Prometheus SQL Exporter

The SQL Exporter allows running arbitrary SQL statements against a CrateDB cluster to retrieve additional information. As the cluster contains information from each node, we do not need to install the SQL Exporter on every node. Instead, we install it centrally on the same machine that also hosts Prometheus.

Please note that it is not the same to set up a data source in Grafana pointing to CrateDB to display the output from queries in real-time as to use Prometheus to collect these values over time.

Installing the package is straight-forward:

apt install prometheus-sql-exporter

For the SQL exporter to connect to the cluster, we need to create a new user sql_exporter. We grant the user reading access to the sys schema. Run the below commands on any CrateDB node:

curl -H 'Content-Type: application/json' -X POST 'http://localhost:4200/_sql' -d '{"stmt":"CREATE USER sql_exporter WITH (password = '\''insert_password'\'');"}'
curl -H 'Content-Type: application/json' -X POST 'http://localhost:4200/_sql' -d '{"stmt":"GRANT DQL ON SCHEMA sys TO sql_exporter;"}'

We then create a configuration file in /etc/prometheus-sql-exporter.yml with a sample query that retrieves the number of shards per node:

jobs:
- name: "global"
  interval: '5m'
  connections: ['postgres://sql_exporter:insert_password@ubuntuvm1:5433?sslmode=disable']
  queries:
  - name: "shard_distribution"
    help: "Number of shards per node"
    labels: ["node_name"]
    values: ["shards"]
    query: |
      SELECT node['name'] AS node_name, COUNT(*) AS shards
      FROM sys.shards
      GROUP BY 1;
    allow_zero_rows: true

  - name: "heap_usage"
    help: "Used heap space per node"
    labels: ["node_name"]
    values: ["heap_used"]
    query: |
      SELECT name AS node_name, heap['used'] / heap['max']::DOUBLE AS heap_used
      FROM sys.nodes;

  - name: "global_translog"
    help: "Global translog statistics"
    values: ["translog_uncommitted_size"]
    query: |
      SELECT COALESCE(SUM(translog_stats['uncommitted_size']), 0) AS translog_uncommitted_size
      FROM sys.shards;

  - name: "checkpoints"
    help: "Maximum global/local checkpoint delta"
    values: ["max_checkpoint_delta"]
    query: |
      SELECT COALESCE(MAX(seq_no_stats['local_checkpoint'] - seq_no_stats['global_checkpoint']), 0) AS max_checkpoint_delta
      FROM sys.shards;

  - name: "shard_allocation_issues"
    help: "Shard allocation issues"
    labels: ["shard_type"]
    values: ["shards"]
    query: |
        SELECT IF(s.primary = TRUE, 'primary', 'replica') AS shard_type, COALESCE(shards, 0) AS shards
        FROM UNNEST([true, false]) s(primary)
        LEFT JOIN (
          SELECT primary, COUNT(*) AS shards
          FROM sys.allocations
          WHERE current_state <> 'STARTED'
          GROUP BY 1
        ) a ON s.primary = a.primary;

*Please note: There exist two implementations of the SQL Exporter: burningalchemist/sql_exporter and justwatchcom/sql_exporter.
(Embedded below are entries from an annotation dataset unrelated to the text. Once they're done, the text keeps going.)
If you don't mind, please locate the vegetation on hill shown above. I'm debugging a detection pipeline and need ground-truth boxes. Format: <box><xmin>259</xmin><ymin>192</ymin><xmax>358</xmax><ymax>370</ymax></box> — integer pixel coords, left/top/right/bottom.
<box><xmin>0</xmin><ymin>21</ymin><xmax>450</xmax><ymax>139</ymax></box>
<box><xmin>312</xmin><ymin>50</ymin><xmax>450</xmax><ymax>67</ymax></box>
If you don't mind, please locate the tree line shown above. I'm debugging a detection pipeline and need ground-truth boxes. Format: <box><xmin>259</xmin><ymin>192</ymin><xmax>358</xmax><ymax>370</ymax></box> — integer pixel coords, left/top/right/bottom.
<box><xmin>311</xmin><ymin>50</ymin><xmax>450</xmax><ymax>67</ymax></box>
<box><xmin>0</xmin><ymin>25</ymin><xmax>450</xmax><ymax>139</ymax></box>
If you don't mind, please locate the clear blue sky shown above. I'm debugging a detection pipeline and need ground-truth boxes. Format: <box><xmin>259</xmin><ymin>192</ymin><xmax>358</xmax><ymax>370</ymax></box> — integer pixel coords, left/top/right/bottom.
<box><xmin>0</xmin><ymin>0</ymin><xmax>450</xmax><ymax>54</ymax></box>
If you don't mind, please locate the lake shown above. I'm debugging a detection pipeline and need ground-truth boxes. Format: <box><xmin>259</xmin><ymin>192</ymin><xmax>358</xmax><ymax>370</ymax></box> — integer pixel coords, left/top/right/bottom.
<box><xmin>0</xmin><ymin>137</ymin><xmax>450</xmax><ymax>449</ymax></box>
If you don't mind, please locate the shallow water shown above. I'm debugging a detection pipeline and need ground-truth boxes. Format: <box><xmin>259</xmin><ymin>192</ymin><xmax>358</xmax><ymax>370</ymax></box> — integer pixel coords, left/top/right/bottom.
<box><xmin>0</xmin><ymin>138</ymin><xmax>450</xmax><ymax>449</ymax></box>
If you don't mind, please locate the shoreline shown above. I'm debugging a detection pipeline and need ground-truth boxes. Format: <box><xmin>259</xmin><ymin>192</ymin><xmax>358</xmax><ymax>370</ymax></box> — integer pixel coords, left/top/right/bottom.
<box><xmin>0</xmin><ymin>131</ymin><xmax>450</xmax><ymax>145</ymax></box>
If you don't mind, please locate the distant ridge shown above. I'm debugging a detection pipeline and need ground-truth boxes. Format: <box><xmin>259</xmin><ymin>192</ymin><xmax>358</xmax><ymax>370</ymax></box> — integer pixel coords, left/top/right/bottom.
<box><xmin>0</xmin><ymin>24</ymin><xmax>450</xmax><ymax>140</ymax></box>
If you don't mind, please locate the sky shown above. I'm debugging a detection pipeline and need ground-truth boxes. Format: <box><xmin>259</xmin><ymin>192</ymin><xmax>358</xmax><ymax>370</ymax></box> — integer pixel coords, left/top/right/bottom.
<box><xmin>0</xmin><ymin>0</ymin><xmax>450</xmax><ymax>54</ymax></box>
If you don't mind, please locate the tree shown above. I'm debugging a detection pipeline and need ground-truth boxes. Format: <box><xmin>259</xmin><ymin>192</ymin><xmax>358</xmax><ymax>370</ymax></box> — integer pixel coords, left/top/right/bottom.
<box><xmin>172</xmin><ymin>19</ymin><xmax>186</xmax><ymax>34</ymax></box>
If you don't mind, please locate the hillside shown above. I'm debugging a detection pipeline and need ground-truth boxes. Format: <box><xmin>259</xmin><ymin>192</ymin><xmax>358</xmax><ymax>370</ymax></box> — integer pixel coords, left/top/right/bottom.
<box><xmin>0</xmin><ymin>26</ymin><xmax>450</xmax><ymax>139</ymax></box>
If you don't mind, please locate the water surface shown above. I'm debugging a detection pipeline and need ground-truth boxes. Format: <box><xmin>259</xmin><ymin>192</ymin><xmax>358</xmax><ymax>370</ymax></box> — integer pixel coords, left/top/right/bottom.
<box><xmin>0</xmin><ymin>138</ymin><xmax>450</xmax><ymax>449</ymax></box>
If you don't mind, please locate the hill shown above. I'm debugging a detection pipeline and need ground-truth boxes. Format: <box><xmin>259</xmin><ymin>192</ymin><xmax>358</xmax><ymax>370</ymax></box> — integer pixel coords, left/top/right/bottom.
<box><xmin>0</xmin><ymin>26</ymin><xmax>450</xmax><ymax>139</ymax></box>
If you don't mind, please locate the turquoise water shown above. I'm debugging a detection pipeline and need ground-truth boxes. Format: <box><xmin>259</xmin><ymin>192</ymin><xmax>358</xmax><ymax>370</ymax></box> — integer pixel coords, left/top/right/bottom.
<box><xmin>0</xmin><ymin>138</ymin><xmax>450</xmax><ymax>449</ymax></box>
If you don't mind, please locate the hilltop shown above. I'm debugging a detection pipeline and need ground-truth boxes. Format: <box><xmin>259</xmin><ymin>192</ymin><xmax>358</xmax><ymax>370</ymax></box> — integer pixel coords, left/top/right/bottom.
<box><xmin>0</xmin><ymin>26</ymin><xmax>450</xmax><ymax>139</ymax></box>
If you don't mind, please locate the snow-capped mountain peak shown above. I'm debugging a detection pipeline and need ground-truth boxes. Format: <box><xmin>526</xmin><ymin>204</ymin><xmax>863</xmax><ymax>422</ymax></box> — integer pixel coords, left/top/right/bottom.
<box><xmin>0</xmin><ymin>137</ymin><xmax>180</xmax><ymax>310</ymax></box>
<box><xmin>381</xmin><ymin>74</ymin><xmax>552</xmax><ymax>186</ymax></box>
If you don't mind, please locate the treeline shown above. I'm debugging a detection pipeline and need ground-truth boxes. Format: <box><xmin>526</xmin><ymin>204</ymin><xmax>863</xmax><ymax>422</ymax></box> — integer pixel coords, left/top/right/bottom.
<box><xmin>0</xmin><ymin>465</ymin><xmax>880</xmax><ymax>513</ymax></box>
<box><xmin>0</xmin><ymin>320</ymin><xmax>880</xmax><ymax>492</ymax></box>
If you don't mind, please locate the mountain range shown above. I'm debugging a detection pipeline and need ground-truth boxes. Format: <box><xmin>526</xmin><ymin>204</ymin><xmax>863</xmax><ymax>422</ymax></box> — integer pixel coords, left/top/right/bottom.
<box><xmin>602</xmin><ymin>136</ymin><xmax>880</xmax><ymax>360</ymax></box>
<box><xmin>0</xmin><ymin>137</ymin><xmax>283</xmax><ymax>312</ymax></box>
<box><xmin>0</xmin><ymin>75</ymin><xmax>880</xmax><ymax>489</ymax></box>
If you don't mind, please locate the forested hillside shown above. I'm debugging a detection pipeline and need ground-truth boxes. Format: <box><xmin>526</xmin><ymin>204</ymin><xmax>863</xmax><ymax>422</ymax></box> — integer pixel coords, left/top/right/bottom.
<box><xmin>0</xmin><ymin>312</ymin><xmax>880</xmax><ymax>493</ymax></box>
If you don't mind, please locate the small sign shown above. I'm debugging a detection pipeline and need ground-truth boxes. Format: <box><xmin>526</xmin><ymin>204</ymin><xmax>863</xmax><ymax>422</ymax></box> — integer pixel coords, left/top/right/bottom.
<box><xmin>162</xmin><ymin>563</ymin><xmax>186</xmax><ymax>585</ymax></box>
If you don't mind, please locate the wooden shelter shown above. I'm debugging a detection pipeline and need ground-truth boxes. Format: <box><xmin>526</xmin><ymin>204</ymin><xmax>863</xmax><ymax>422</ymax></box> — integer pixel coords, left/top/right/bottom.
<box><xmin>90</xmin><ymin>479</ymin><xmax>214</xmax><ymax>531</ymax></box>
They don’t share the same configuration options. Our example is based on the implementation that is shipped with the Ubuntu package, which is justwatchcom/sql_exporter.*.
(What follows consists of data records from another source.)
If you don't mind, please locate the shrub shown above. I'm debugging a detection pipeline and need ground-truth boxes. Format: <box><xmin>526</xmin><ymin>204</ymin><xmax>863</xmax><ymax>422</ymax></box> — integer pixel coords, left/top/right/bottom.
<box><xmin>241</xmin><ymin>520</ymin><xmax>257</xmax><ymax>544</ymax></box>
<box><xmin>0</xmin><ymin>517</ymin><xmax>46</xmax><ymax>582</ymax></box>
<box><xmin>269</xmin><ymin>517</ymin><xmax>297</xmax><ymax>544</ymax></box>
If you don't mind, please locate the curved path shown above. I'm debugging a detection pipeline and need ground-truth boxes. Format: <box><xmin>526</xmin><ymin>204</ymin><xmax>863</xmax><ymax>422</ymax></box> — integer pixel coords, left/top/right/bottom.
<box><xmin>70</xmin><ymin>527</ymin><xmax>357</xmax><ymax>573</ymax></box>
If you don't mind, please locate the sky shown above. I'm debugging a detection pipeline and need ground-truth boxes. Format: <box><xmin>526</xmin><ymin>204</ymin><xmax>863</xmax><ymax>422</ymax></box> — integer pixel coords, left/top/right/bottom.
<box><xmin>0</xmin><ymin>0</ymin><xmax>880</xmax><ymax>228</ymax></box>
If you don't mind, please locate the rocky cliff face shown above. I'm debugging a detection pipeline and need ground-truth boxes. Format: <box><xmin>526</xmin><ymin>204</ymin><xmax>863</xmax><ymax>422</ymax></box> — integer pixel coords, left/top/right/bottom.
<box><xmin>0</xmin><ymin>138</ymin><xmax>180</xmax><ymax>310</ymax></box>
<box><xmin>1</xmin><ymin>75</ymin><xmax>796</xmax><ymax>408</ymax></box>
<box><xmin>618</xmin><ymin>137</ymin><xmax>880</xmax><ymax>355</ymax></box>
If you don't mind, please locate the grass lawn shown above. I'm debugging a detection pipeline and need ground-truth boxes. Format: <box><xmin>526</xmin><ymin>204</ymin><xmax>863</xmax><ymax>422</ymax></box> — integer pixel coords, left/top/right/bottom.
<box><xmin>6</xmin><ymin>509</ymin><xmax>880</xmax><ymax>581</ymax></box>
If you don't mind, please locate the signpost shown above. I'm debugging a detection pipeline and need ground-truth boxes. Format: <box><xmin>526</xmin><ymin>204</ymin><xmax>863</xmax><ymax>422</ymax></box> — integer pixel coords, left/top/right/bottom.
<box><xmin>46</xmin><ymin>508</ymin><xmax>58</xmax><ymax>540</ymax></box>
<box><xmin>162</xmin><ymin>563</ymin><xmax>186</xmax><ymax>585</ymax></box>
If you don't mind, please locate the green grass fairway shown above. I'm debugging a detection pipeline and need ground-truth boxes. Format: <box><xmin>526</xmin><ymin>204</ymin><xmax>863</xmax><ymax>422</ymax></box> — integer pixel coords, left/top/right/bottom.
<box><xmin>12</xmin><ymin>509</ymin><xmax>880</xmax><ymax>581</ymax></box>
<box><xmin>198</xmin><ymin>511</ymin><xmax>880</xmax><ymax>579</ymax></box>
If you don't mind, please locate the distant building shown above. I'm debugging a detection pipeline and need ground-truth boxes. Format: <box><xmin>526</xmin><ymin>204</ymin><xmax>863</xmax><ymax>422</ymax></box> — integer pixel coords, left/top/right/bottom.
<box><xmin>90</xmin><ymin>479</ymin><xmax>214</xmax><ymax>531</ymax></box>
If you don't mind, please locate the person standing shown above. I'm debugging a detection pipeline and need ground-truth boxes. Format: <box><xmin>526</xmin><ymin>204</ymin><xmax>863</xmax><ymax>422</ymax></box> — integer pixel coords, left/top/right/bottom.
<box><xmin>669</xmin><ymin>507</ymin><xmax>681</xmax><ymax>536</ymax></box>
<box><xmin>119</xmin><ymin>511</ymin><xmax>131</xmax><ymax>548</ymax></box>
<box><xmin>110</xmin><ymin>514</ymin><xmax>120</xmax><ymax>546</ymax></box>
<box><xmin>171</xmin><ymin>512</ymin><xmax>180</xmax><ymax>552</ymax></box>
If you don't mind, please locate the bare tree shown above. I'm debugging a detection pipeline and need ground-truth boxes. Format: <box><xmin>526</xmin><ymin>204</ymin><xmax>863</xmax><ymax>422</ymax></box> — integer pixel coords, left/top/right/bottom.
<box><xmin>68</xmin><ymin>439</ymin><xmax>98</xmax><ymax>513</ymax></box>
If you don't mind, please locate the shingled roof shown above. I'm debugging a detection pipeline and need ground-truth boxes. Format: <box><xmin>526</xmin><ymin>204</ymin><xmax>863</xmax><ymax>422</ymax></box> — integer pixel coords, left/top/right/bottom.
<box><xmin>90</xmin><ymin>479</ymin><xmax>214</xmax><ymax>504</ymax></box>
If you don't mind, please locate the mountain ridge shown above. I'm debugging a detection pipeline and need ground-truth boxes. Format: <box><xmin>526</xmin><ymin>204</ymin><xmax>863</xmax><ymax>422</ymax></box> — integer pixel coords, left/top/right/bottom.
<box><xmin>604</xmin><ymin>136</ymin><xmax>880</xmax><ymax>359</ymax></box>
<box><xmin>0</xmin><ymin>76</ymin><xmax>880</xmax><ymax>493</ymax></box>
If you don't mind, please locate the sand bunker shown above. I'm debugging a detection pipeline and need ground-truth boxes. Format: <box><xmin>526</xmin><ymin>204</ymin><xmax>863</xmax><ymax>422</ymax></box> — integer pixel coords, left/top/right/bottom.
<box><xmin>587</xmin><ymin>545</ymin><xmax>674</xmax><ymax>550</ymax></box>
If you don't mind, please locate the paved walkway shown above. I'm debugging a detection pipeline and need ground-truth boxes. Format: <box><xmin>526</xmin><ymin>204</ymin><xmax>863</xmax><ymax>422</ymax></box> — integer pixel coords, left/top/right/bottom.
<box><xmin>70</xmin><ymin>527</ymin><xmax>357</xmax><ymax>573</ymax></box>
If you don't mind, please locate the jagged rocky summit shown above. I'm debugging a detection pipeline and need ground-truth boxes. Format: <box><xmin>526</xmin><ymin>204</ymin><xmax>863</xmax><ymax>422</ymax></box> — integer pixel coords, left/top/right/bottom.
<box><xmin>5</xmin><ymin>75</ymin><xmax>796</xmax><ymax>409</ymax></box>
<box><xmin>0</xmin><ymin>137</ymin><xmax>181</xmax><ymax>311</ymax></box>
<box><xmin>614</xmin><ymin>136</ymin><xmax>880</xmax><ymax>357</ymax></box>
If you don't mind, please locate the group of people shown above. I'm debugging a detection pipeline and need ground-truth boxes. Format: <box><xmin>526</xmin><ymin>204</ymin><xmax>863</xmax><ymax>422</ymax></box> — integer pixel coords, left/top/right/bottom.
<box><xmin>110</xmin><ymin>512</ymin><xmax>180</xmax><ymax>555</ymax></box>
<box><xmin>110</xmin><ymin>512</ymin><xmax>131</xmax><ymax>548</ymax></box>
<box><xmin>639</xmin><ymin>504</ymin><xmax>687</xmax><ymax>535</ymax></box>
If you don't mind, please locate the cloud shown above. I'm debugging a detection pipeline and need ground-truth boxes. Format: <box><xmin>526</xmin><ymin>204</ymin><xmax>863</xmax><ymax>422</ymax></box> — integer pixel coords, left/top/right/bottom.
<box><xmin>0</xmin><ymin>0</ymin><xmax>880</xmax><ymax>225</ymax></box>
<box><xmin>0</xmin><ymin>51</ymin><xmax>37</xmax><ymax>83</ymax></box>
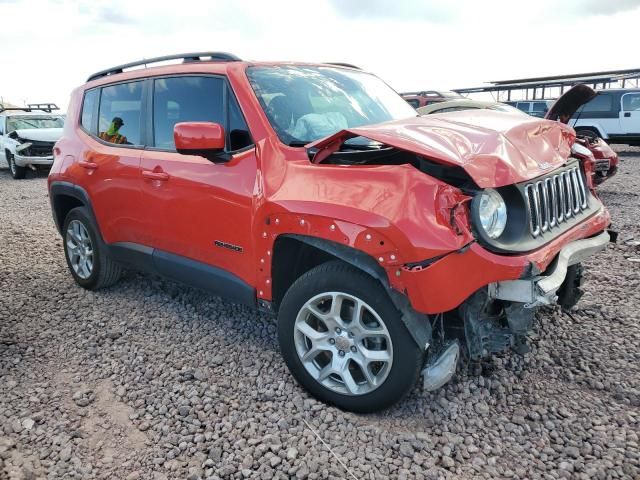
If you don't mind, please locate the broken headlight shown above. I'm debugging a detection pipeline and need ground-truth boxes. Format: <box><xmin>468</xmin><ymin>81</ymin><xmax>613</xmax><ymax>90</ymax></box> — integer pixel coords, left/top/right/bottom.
<box><xmin>474</xmin><ymin>188</ymin><xmax>507</xmax><ymax>239</ymax></box>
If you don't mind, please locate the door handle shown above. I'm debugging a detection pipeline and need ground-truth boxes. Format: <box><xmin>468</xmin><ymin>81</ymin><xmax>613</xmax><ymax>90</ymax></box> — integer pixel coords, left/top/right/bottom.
<box><xmin>78</xmin><ymin>160</ymin><xmax>98</xmax><ymax>170</ymax></box>
<box><xmin>142</xmin><ymin>170</ymin><xmax>169</xmax><ymax>182</ymax></box>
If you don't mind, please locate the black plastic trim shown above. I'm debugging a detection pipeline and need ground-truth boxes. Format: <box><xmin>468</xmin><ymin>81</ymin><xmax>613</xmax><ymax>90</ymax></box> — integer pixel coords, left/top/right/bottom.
<box><xmin>49</xmin><ymin>180</ymin><xmax>97</xmax><ymax>238</ymax></box>
<box><xmin>107</xmin><ymin>242</ymin><xmax>257</xmax><ymax>308</ymax></box>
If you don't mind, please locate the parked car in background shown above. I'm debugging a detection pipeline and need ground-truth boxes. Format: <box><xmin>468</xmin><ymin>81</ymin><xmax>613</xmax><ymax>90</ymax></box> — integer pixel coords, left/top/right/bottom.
<box><xmin>0</xmin><ymin>103</ymin><xmax>64</xmax><ymax>179</ymax></box>
<box><xmin>545</xmin><ymin>84</ymin><xmax>620</xmax><ymax>185</ymax></box>
<box><xmin>556</xmin><ymin>88</ymin><xmax>640</xmax><ymax>146</ymax></box>
<box><xmin>400</xmin><ymin>90</ymin><xmax>464</xmax><ymax>108</ymax></box>
<box><xmin>417</xmin><ymin>98</ymin><xmax>525</xmax><ymax>115</ymax></box>
<box><xmin>505</xmin><ymin>100</ymin><xmax>554</xmax><ymax>118</ymax></box>
<box><xmin>48</xmin><ymin>53</ymin><xmax>610</xmax><ymax>412</ymax></box>
<box><xmin>418</xmin><ymin>94</ymin><xmax>618</xmax><ymax>185</ymax></box>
To apply the new configuration, we restart the service:

systemctl restart prometheus-sql-exporter

The SQL Exporter can also be used to monitor any business metrics as well, but be careful with regularly running expensive queries. Below are two more advanced monitoring queries of CrateDB that may be useful:

/* Time since the last successful snapshot (backup) */
SELECT (NOW() - MAX(started)) / 60000 AS MinutesSinceLastSuccessfulSnapshot
FROM sys.snapshots
WHERE "state" = 'SUCCESS';